What Does Everyone Need to Learn?
The characteristics of the family in which children are raised have an enormous effect on the kinds of formative experiences they enjoy, which, in turn, direct the trajectory of the remainder of their lives in dramatic ways. Children born into wealthy families have access to rich formative experiences, which lead to a greater variety of opportunities during adult life than children born into poorer families. But this hardly seems fair: Why should opportunity for success in adult life depend so much on the luck of birth, irrespective of natural ability or personal motivation? In recent decades, the international community has pushed for universal schooling as a means of equalizing, in part, the formative experiences of children in richer and poorer families. Unfortunately, many states find themselves in the unhappy position of having too few resources to provide every child with the lavish education they might desire. As a result, it has become increasingly important for states and other educational providers to seek out ways of maximizing educational benefit given limited resources, while still achieving the opportunity-equalizing function we assign to schooling.
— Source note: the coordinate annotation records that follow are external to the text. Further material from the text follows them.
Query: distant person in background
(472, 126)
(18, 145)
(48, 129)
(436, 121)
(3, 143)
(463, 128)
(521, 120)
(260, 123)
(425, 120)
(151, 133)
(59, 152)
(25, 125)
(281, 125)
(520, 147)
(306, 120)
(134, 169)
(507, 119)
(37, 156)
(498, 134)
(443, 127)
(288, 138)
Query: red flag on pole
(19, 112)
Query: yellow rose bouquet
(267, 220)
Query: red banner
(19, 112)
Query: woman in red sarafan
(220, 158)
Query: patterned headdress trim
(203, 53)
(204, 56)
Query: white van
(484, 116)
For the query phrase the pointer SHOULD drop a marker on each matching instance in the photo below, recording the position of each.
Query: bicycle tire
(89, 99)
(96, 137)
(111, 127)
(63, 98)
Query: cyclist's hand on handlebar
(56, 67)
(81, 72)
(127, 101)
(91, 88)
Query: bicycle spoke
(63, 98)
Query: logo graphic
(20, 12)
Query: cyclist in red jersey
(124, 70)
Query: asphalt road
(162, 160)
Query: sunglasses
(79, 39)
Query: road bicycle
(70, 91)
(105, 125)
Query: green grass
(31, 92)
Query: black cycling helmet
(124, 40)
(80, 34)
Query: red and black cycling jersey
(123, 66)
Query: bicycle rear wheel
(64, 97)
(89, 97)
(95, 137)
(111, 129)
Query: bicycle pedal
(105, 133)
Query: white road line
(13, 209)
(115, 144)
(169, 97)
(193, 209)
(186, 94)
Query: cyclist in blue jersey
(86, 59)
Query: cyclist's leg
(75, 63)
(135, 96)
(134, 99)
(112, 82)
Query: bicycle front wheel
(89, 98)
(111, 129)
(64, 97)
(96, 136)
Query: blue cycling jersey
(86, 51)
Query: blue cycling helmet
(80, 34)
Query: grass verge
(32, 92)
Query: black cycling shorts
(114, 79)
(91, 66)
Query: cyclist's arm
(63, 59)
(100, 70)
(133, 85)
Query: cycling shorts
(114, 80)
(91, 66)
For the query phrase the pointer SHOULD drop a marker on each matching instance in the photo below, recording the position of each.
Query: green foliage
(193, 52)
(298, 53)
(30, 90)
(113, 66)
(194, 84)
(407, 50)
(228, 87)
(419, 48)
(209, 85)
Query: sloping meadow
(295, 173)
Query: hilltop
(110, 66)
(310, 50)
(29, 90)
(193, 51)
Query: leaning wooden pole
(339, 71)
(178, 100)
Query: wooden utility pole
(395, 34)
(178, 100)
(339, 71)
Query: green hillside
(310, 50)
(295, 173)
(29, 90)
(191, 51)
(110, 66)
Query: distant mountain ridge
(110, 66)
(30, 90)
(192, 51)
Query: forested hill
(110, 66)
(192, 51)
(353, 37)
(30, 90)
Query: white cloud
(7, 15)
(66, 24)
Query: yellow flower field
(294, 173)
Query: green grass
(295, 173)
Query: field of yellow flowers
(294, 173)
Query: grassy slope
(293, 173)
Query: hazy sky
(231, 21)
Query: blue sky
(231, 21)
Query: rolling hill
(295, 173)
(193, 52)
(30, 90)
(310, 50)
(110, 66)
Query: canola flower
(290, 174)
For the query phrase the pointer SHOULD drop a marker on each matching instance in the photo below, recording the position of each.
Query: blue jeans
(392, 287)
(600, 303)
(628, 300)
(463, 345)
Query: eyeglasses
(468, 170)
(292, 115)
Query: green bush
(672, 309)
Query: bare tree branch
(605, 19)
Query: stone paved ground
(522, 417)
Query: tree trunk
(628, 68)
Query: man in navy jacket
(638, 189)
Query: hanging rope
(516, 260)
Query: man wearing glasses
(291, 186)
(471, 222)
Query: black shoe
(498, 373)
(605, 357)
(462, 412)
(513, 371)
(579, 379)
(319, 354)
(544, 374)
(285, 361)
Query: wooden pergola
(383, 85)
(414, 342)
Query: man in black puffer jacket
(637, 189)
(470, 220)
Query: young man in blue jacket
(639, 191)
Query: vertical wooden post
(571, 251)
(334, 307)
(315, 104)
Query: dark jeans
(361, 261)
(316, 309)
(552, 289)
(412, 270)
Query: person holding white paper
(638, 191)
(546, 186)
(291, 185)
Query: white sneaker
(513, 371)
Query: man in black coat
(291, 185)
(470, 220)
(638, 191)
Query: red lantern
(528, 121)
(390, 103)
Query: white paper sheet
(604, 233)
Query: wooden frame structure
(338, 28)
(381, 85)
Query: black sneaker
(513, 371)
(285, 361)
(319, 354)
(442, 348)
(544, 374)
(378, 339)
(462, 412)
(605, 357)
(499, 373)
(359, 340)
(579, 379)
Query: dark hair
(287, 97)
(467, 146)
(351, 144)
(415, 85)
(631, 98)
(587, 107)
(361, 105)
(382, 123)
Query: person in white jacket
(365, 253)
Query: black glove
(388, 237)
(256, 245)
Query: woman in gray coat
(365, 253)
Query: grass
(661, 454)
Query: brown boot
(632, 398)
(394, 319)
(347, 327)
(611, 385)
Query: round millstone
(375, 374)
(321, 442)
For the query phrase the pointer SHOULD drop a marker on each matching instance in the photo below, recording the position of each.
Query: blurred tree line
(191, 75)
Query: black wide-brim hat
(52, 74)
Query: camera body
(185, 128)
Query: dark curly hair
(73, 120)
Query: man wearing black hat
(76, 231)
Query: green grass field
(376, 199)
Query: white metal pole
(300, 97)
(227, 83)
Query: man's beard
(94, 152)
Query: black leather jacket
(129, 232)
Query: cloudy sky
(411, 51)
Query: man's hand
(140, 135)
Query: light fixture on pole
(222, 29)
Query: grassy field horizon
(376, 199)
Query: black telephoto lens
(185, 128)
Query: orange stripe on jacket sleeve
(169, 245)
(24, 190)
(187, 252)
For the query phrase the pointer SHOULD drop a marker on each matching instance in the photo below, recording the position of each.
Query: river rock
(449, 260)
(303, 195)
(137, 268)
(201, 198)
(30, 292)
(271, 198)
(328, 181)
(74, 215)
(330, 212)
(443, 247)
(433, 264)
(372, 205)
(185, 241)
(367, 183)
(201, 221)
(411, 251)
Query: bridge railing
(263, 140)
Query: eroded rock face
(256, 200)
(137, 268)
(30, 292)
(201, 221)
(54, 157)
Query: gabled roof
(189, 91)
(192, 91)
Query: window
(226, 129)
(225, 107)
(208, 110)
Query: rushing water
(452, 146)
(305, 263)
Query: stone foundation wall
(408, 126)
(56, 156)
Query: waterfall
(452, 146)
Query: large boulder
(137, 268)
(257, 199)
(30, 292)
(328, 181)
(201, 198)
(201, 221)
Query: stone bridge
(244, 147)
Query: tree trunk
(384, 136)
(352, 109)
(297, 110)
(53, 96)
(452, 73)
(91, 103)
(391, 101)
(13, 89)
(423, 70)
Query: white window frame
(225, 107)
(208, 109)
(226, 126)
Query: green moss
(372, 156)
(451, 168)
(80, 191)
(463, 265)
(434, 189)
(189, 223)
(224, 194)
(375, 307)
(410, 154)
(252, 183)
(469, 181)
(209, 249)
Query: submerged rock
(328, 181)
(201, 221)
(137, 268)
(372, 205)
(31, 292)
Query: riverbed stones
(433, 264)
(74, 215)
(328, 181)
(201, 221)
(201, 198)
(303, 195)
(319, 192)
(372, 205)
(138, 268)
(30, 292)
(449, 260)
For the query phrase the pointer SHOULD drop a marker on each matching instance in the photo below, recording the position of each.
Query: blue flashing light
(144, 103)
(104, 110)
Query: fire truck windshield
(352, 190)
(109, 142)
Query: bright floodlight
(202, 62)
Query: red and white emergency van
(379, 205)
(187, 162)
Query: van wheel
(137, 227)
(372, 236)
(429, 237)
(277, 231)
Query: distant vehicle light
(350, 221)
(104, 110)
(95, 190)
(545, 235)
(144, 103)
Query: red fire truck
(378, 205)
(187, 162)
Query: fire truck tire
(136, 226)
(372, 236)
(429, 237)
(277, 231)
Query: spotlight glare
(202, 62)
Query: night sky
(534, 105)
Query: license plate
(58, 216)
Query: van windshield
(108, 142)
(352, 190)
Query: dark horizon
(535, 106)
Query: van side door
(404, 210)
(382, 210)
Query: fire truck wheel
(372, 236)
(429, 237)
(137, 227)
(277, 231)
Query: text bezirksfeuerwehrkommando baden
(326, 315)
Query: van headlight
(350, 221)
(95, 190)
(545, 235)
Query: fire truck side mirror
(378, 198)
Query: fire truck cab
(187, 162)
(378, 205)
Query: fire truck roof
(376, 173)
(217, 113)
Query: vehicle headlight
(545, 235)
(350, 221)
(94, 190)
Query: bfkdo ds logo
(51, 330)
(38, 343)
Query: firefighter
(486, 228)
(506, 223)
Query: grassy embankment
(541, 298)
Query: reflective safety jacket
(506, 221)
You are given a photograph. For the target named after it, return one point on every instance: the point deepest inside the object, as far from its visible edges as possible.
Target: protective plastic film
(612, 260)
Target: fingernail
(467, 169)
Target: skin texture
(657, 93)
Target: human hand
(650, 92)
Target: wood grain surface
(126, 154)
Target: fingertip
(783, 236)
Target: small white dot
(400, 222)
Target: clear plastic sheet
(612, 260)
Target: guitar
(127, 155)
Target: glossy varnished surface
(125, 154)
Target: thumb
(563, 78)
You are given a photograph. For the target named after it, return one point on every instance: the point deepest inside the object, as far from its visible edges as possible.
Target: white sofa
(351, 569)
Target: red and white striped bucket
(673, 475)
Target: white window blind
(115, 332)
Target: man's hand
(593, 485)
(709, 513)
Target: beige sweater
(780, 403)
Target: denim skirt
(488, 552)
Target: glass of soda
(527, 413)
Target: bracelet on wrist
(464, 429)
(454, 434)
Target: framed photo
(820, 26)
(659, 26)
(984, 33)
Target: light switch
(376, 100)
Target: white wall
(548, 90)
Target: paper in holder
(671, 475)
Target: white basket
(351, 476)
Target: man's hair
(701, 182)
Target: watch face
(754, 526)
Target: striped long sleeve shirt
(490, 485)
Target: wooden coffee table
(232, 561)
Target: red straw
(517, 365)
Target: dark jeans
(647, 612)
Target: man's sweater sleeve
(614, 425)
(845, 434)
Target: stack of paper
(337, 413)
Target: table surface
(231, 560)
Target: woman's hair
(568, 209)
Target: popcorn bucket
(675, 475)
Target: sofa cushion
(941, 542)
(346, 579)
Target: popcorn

This suggests the question: Is there some guideline curriculum planners can use to reduce the cost incurred by a given curriculum without jeopardizing the power of their schools to reduce the opportunity gap between rich and poor? Is there some minimal set of content to which everyone ought to have educational access? The international community has yet to establish a detailed answer to this question. International discussions about education have certainly underscored the great importance of educational and curricular quality, but descriptions of what counts as quality content have remained rather vague. Moreover, the common indicators used in international monitoring reports are unrelated to the quality of curricular content. Since access to schooling is nearly irrelevant if the quality of what students learn in school is insufficient, the international community needs to begin monitoring curricular content, in addition to the current indicators. This can be facilitated by an analytical device---a schema for basic education curricula---used in the evaluation and comparison of curricula in diverse contexts.